Underground attenuation
Out of sight often gets chosen
Arancha Arnal
5/1/20262 min read


Surface water attenuation can be delivered in several ways, but the choice between above‑ground and underground storage is not always made for technical reasons. In practice, many sites default to underground storage far more often than we need to.
A clarification is useful here: most underground attenuation isn’t SuDS.
Underground SuDS are infiltration trenches, soakaways and permeable paving with sub‑base storage.
Underground storage (not SuDS) is tanks, crates and oversized pipes.
Across the UK, we all follow the same SuDS Manual. The components are the same, the treatment processes are the same and the design logic is the same. But there is a difference in how often underground storage is proposed alongside SuDS features, and that comes from local design requirements, not the SuDS Manual.
In England, several local authorities, including Suffolk, Essex and a number of London boroughs, have design guidance that strongly prefers above‑ground SuDS and expects underground attenuation to be used only where unavoidable. Designers are asked to show that surface systems have been maximised, that treatment stages are provided and that buried storage is genuinely the last resort.
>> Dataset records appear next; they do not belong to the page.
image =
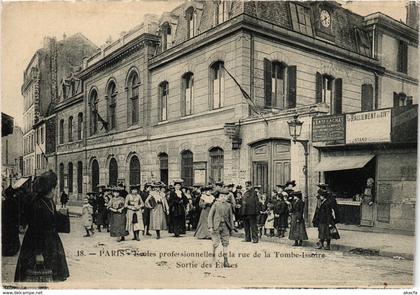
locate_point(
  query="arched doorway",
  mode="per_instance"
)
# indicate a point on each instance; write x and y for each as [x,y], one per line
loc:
[270,162]
[134,171]
[95,175]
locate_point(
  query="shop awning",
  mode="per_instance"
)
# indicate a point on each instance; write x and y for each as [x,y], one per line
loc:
[338,163]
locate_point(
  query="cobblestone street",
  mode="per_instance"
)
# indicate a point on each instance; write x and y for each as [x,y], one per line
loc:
[150,263]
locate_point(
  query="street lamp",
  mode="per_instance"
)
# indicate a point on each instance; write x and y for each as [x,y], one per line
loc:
[295,129]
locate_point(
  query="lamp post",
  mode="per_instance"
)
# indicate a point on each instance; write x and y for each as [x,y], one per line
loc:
[295,129]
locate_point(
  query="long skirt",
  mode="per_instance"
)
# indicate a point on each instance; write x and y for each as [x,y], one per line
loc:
[297,229]
[202,231]
[117,225]
[134,226]
[157,218]
[53,253]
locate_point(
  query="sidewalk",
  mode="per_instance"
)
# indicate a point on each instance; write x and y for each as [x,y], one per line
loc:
[381,244]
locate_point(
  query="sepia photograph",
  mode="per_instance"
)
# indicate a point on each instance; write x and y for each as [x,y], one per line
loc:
[209,144]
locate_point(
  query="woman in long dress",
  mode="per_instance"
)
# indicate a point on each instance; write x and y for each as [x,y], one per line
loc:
[206,200]
[158,209]
[118,218]
[42,244]
[134,205]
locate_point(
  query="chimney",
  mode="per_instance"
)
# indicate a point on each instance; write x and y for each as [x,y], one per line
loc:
[412,18]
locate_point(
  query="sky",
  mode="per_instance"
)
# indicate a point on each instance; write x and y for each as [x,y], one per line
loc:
[24,25]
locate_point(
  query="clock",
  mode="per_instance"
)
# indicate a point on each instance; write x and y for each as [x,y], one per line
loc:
[325,18]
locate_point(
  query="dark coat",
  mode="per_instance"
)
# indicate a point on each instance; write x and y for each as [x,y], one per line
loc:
[250,203]
[42,238]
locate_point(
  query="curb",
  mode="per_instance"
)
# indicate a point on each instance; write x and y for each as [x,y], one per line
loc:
[341,248]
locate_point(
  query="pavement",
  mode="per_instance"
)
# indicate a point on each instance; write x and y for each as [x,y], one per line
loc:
[392,245]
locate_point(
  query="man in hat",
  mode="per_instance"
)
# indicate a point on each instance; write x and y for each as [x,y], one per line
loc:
[220,223]
[250,211]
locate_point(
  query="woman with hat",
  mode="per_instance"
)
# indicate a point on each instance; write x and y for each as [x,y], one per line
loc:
[42,244]
[297,223]
[159,208]
[134,205]
[117,216]
[206,200]
[177,203]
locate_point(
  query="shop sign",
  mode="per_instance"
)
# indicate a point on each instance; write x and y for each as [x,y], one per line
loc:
[330,129]
[368,127]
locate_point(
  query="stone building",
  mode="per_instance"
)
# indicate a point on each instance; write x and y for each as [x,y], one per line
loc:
[162,102]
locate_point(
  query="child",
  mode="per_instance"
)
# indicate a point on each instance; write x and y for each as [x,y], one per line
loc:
[269,223]
[87,217]
[220,223]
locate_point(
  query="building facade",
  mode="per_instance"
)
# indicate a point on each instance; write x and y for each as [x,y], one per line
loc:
[164,101]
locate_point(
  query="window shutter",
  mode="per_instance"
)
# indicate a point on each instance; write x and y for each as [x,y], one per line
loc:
[367,97]
[267,82]
[291,87]
[318,88]
[338,108]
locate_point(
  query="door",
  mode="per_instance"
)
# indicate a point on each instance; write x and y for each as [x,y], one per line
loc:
[260,175]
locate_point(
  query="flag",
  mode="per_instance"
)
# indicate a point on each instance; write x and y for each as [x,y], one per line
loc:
[248,99]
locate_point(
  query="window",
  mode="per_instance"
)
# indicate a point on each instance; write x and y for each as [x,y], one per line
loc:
[61,131]
[217,85]
[93,105]
[70,178]
[187,94]
[70,127]
[79,177]
[329,91]
[216,164]
[134,171]
[191,19]
[187,168]
[163,101]
[112,105]
[301,19]
[80,126]
[133,99]
[367,97]
[166,36]
[221,14]
[401,99]
[163,165]
[113,172]
[402,57]
[61,176]
[279,85]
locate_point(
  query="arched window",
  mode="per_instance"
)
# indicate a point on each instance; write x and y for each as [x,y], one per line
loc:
[112,105]
[79,126]
[216,164]
[134,171]
[79,177]
[163,166]
[93,105]
[60,176]
[217,85]
[187,168]
[70,178]
[95,176]
[133,98]
[187,97]
[61,131]
[113,172]
[163,101]
[70,127]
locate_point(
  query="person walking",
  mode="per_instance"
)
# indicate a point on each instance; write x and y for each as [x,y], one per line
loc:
[297,231]
[159,208]
[134,205]
[250,211]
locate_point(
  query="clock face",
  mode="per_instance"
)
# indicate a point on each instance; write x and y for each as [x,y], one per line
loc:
[325,18]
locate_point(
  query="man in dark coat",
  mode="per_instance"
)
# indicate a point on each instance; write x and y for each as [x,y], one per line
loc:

That has created a design culture where above‑ground attenuation is the starting point and underground storage has to be justified.
In Scotland, local design requirements do not ask designers to justify why attenuation is underground. The focus is on delivering the required SuDS treatment, and underground storage is widely accepted alongside it. As a result, Scottish layouts routinely combine SuDS treatment features with buried attenuation, and the question of whether storage should be above or below ground is rarely challenged unless the site itself forces the issue.
Part of the difference starts earlier in the design process. On many projects the site layout is fixed before drainage is considered in detail, and the drainage strategy is asked to work around what’s already on paper. Once the preliminary layout is set, there is very little scope left for above ground attenuation because a basin needs space to work with the surrounding levels. A tank can be placed under a road or parking area with fewer implications for the layout.
There are also commercial pressures that often influence the choice. On industrial and commercial sites, a pond is often viewed as a loss of developable area unless it is absolutely necessary. Even where a basin or pond would work technically, the preference is sometimes to avoid dedicating space to above-ground storage, and underground attenuation is adopted because it preserves the plot layout.
Financially, underground storage costs more per cubic metre than a settlement pond, and it costs more to maintain too. Underground tanks and crate systems rely on manholes, jetting points and specialist access, and once silt enters the system, effective removal is extremely difficult. Settlement ponds can be inspected visually, accessed with plant and maintained without confined‑space procedures.
There are sites where underground attenuation is the only workable solution. Sites with limited space and awkward levels remove the opportunity for above-ground attenuation.
The key is looking at the options early and recognising that attenuation isn’t just about making the calculations work, it’s about understanding the implications of putting it underground.
Out of sight is fine, as long as it's chosen for the right reasons.